Our worldwide systemwide Revenue Per Available Room (RevPAR) rose 6.5 percent in 2007, driven by strong demand from our best corporate customers and other business travelers. More than 20 percent of our fee revenue derives from properties located outside North America.

With our owners and franchisees, we added more than 200 properties to our system. Full year incentive management fees totaled a record-breaking $369 million in 2007, up 31 percent over the prior year. We generated diluted earnings per share (EPS) from continuing operations of $1.75 for 2007, an increase of 6 percent, as we and our hotel owners improved profit margins in our hotels by more than 1.5 percentage points.
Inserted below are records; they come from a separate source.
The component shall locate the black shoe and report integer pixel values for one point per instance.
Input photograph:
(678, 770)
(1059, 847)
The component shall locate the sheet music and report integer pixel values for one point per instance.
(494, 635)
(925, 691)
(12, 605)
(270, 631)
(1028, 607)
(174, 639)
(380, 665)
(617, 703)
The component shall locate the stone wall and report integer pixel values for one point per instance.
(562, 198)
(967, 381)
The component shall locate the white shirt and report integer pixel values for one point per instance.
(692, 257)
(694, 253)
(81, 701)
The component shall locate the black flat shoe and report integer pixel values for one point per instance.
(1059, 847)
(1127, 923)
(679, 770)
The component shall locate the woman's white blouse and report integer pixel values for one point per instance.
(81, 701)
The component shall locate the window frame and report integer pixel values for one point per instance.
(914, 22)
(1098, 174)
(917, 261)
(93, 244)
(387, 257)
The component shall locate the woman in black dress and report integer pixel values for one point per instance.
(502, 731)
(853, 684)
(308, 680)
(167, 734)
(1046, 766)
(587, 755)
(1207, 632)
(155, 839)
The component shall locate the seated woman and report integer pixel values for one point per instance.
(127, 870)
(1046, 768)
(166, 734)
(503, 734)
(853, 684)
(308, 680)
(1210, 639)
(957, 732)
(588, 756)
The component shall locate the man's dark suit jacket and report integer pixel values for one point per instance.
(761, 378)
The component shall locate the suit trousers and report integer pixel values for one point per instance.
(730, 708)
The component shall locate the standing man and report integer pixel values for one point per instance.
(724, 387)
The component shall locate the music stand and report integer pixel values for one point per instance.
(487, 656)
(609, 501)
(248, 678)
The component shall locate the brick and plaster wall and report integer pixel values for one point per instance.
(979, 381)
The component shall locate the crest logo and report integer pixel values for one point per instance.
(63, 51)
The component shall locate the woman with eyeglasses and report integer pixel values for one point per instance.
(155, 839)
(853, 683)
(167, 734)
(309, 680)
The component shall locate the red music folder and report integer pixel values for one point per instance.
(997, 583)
These strong improvements in hotel-level profitability resulted from efficiencies achieved through technology and workforce effectiveness. Net cash provided by operating activities totaled $778 million in 2007.

We're committed to delivering value to shareholders and in 2007 we returned nearly $1.9 billion to our investors through share repurchases and dividends. The company repurchased 41 million shares for $1.8 billion in 2007, and at year-end 2007 we had 33 million shares remaining in buybacks authorized by our Board. Return on invested capital for 2007 topped 25 percent, nearly double our performance just four years ago.